Host and device drains are now fully independent: the drain runs from an
atexit handler registered in a library constructor, so device counters
are collected whether or not the host TUs were instrumented and without
any host-side per-TU shadow, CUID matching, or module-load interception.
This fixes the cases the old 1-1 host<->device model could not handle
(separate device-only modules, uninstrumented host, multi-GPU).
* compiler-rt/lib/profile/InstrProfilingPlatformROCm.cpp: full rewrite
to the HSA-introspection drain (dlopen'd HSA/HIP, agent enumeration,
hsa_ven_amd_loader segment descriptors, executable symbol walk,
bounds dedup, idempotent drainDevices + atexit, collision-free
target names). Legacy __llvm_profile_offload_register_* symbols kept
as no-ops for ABI compatibility. Guarded host-only for GPU builds.

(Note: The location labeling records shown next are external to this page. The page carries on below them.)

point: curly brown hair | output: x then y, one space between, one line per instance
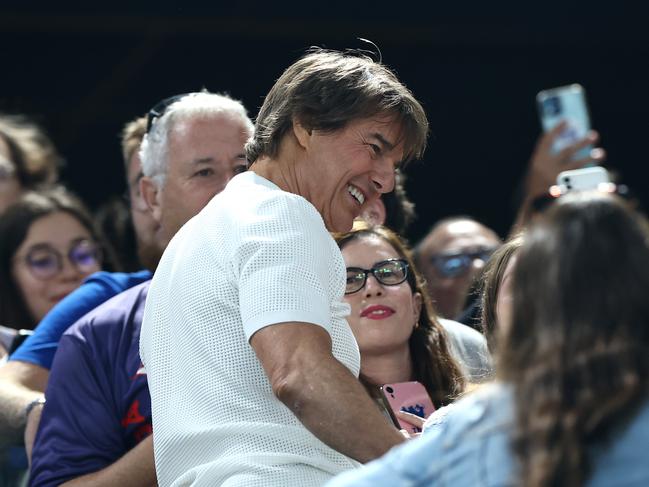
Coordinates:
433 364
577 353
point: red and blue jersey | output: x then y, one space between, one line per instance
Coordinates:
98 404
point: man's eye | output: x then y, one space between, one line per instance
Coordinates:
204 173
240 168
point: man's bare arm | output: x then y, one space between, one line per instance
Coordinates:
135 469
20 384
323 394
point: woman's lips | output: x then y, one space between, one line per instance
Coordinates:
59 297
377 312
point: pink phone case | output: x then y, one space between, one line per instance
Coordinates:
410 397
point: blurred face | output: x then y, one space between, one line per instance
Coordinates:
451 258
55 234
145 226
10 189
203 155
504 302
382 317
347 171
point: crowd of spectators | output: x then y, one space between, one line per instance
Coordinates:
261 291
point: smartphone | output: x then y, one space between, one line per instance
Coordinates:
587 178
566 103
410 397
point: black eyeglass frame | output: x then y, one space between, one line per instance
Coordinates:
375 268
28 258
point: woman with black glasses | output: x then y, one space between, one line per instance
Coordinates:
47 248
398 335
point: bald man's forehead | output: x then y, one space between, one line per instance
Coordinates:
460 235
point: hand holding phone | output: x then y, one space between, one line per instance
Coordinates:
585 179
410 397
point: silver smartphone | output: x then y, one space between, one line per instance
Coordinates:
585 179
565 103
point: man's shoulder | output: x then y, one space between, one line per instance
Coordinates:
464 333
111 317
118 281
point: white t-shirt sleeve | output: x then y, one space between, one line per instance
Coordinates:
283 266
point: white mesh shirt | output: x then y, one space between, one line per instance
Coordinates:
255 256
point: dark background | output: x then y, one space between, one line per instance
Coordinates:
83 70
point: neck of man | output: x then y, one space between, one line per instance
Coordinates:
387 368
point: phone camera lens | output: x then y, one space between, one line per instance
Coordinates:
552 106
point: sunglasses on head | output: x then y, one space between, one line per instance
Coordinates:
160 108
389 272
45 262
458 264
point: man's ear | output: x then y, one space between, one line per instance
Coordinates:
302 135
151 194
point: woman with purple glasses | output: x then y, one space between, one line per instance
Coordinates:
48 247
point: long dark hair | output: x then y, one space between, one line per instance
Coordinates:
15 223
432 362
577 353
489 287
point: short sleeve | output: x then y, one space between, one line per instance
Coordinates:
284 265
79 404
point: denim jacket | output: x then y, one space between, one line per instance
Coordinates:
469 446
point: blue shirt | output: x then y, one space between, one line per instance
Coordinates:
98 404
39 348
470 447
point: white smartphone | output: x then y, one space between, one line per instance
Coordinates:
585 179
566 103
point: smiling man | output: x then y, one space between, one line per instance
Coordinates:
252 367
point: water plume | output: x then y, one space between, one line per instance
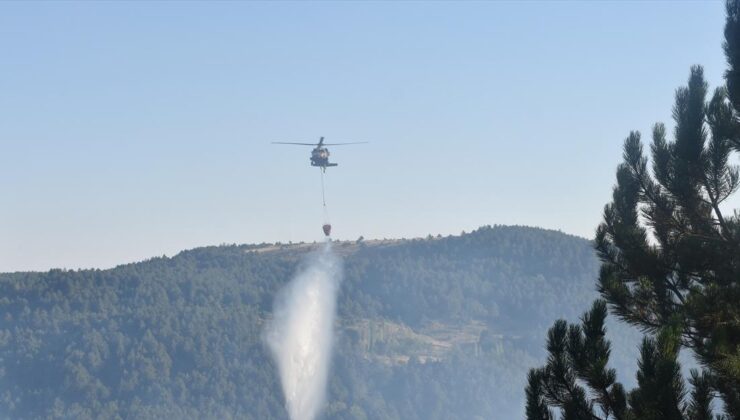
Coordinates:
301 333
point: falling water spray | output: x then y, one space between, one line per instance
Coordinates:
301 333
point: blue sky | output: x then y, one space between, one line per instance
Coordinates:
131 129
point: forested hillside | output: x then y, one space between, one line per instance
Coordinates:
436 328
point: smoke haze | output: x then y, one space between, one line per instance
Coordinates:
301 334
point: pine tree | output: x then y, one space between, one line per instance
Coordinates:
732 51
577 382
670 256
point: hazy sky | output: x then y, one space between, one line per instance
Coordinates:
131 129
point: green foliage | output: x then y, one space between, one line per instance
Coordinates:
671 258
670 265
576 380
181 337
732 52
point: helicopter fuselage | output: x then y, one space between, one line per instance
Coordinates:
320 158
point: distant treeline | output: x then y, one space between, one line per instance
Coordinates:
180 337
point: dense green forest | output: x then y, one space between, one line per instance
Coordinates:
435 328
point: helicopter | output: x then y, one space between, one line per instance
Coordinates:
320 154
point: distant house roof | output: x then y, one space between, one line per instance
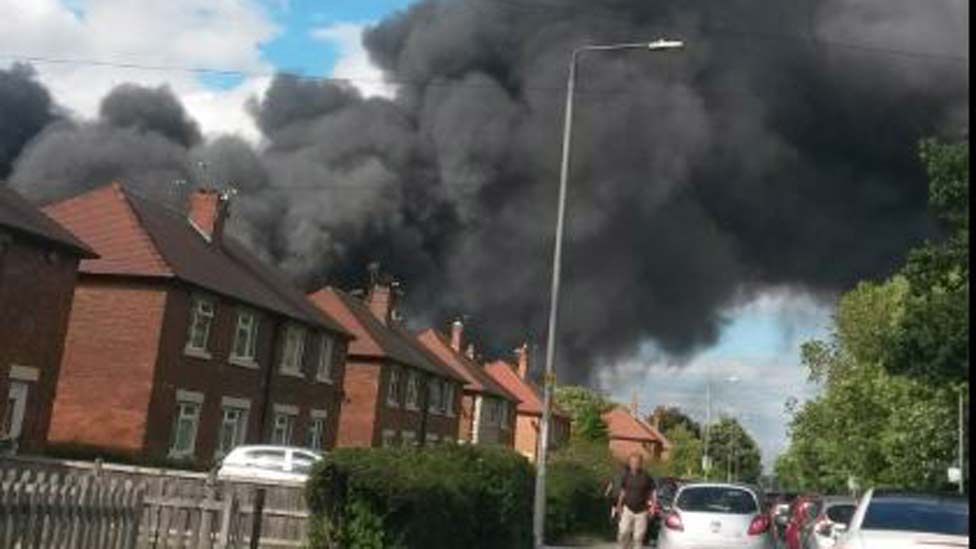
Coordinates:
19 215
529 395
477 380
136 237
622 425
374 339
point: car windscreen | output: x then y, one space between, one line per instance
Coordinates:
716 499
934 517
841 513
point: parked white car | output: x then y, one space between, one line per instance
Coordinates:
268 464
891 520
719 516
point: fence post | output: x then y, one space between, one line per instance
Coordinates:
256 516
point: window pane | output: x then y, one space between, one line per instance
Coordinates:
717 500
910 515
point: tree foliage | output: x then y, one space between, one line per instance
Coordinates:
933 340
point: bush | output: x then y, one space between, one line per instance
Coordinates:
440 497
575 501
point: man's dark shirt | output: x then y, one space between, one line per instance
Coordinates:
637 489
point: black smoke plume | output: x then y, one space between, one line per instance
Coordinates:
776 151
25 108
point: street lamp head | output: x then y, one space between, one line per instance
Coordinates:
666 45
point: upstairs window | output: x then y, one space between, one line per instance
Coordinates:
413 391
434 396
245 336
326 358
447 399
201 318
393 388
293 349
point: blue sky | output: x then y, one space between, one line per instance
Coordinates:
322 38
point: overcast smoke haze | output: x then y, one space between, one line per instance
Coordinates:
771 155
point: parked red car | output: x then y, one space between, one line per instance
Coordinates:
803 511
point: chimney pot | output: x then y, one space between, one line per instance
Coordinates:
457 331
523 360
208 211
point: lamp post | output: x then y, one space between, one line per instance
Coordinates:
706 458
539 511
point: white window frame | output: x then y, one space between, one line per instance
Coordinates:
411 400
198 312
239 434
393 388
288 414
189 405
434 396
291 359
326 358
315 434
447 398
250 333
408 438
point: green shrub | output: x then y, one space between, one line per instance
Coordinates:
441 497
575 501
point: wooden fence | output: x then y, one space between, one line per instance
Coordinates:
167 508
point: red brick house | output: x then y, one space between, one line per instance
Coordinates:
181 344
514 378
487 409
38 269
395 391
629 434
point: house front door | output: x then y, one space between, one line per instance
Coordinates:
13 420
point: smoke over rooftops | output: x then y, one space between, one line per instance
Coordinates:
748 161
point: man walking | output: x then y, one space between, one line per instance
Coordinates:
635 499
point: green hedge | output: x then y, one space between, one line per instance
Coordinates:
440 497
575 503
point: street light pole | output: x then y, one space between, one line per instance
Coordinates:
539 511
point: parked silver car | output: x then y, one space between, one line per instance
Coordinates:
268 464
834 518
715 515
891 520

* clang/lib/CodeGen/CGCUDANV.cpp: delete the entire offload-profiling
machinery (OffloadProfShadow, emitOffloadProfilingSections, both
shadow-registration sites). Clang emits nothing PGO-specific for HIP.
* clang/lib/Driver/ToolChains/Gnu.cpp: for HIP host links built with
PGO, force-link the drain object via
-u__llvm_profile_hip_collect_device_data (it is otherwise
unreferenced now that the host emits no shadow).
* compiler-rt/cmake/Modules/AllSupportedArchDefs.cmake: add amdgcn /
nvptx64 to ALL_PROFILE_SUPPORTED_ARCH so the device profile runtime
(the sole source of __llvm_profile_sections after this change) is
built for GPU targets.
Tests: * clang/test/CodeGenHIP/offload-pgo-sections.hip: now asserts the
per-CUID struct / shadow / registration are NOT emitted.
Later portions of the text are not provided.